Issue: (i) whether the petitions under section 155 of the Companies Act, 1956 were maintainable in law
Analysis: Section 155 empowered the court to examine whether a person's name had been entered in or omitted from the register without sufficient cause and, under sub-section (3), to decide questions relating to title and all questions necessary or expedient in connection with rectification. Where the challenge was that the transfers were illegal, fraudulent and ineffective, the remedy of rectification was available. The petitioner's own involvement in the impugned transactions did not bar the applications, and no prior demand to the companies for rectification was required before invoking the court's jurisdiction.
Conclusion: The petitions were maintainable and this issue was decided in favour of the petitioner.
Issue: (ii) whether the transfers of shares in the three subsidiary companies were fraudulent, illegal, void and a nullity
Analysis: The resolutions relied upon for the sales were found to be vague, hasty and unsupported by proper consideration of the company's financial position, the need for sale, or the market value of the shares. The evidence showed absence of genuine publicity or exploration of better offers, hurried approvals, and the leading role of V.K. Mundhra in the transactions. The court found that the purchasers were not shown to have independent financial capacity commensurate with the purchases and that the non-production of important witnesses and documents justified an adverse inference. On the materials, the transfers were held to be tainted by fraud and lack of bona fides.

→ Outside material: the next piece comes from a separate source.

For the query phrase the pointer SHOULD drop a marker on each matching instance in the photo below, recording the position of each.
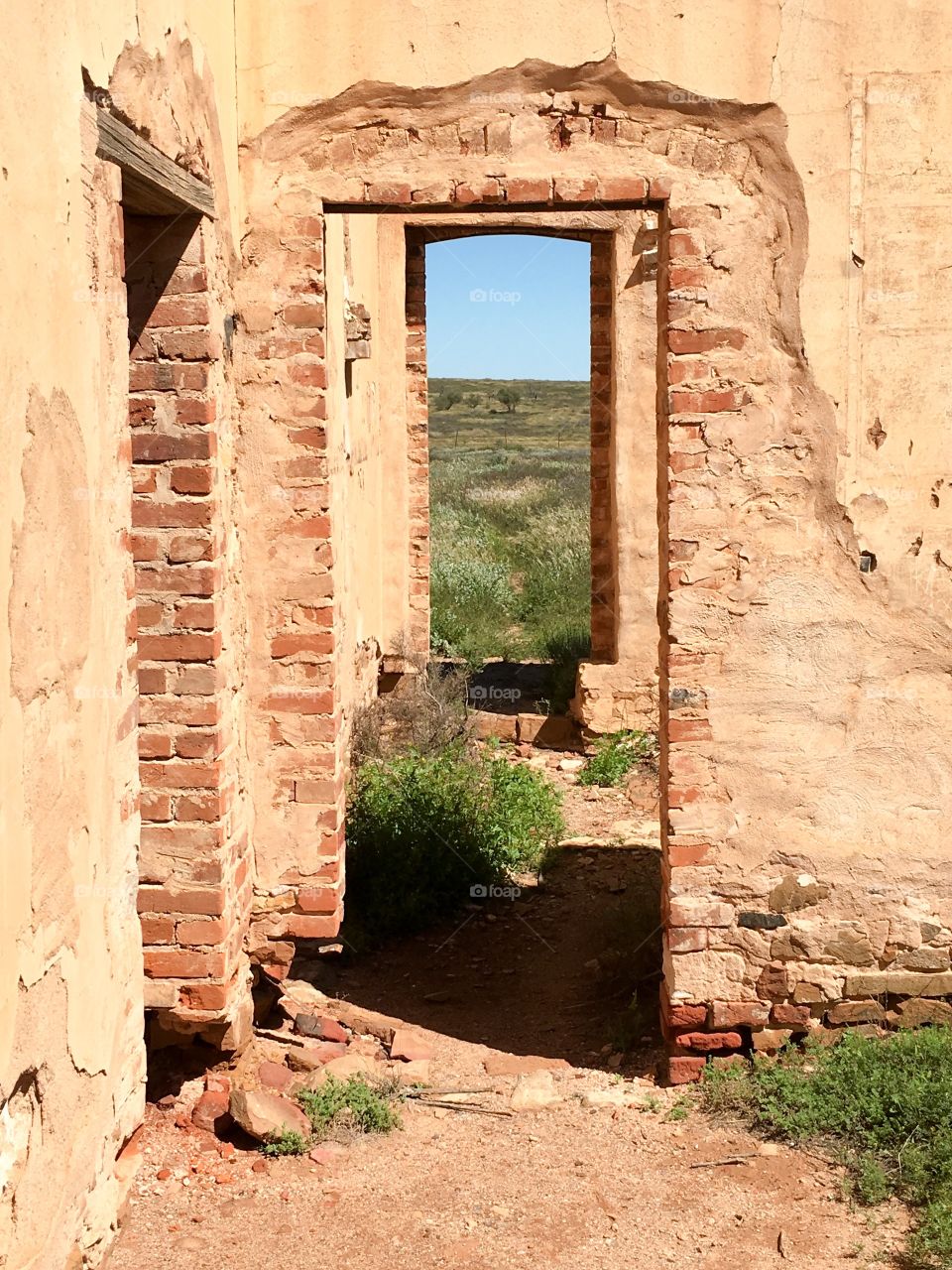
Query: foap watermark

Conclusion: The transfers were fraudulent, illegal, void and a nullity, and this issue was decided in favour of the petitioner.
Issue: (iii) whether the shares were sold at an undervalue and in contravention of the Securities Contracts (Regulation) Act, 1956
Analysis: The court compared the sale prices with the financial position of the companies, contemporaneous dealings, balance-sheets and transfer entries, and concluded that the prices fetched were grossly below the market value. It further held that the impugned sales were not effected through or with a member of a recognised stock exchange and were not protected as spot delivery contracts. In the notified Calcutta area, section 13 of the Securities Contracts (Regulation) Act, 1956 applied, and the transactions were therefore illegal under that provision.
Conclusion: The shares were sold at an undervalue and the transactions contravened the Securities Contracts (Regulation) Act, 1956; this issue was decided in favour of the petitioner.
Issue: (iv) whether the petitioner was entitled to rectification of the share registers and consequential reliefs
Analysis: Once the sales were held to be fraudulent, void and contrary to law, the entries in favour of the transferees had been made without sufficient cause and the registers required correction. The petitioner was entitled to restoration of its name as holder of the shares, while the transferees were entitled only to refund of the actual consideration paid, without interest, and no separate damages were awarded.
Conclusion: Rectification was ordered in favour of the petitioner, with refund of consideration to the transferees and no damages.
Final Conclusion: The three petitions succeeded substantially, the impugned share transfers were set aside, the share registers were directed to be corrected by restoring the petitioner-company as owner, and the transferees were confined to recovery of the consideration paid.
Ratio Decidendi: In a proceeding for rectification of the register of members, the court may determine whether an impugned share transfer was fraudulent, illegal or without sufficient cause, and if the transaction is found to be void and unlawful, the register must be corrected and the transferee cannot retain title under the defective entry.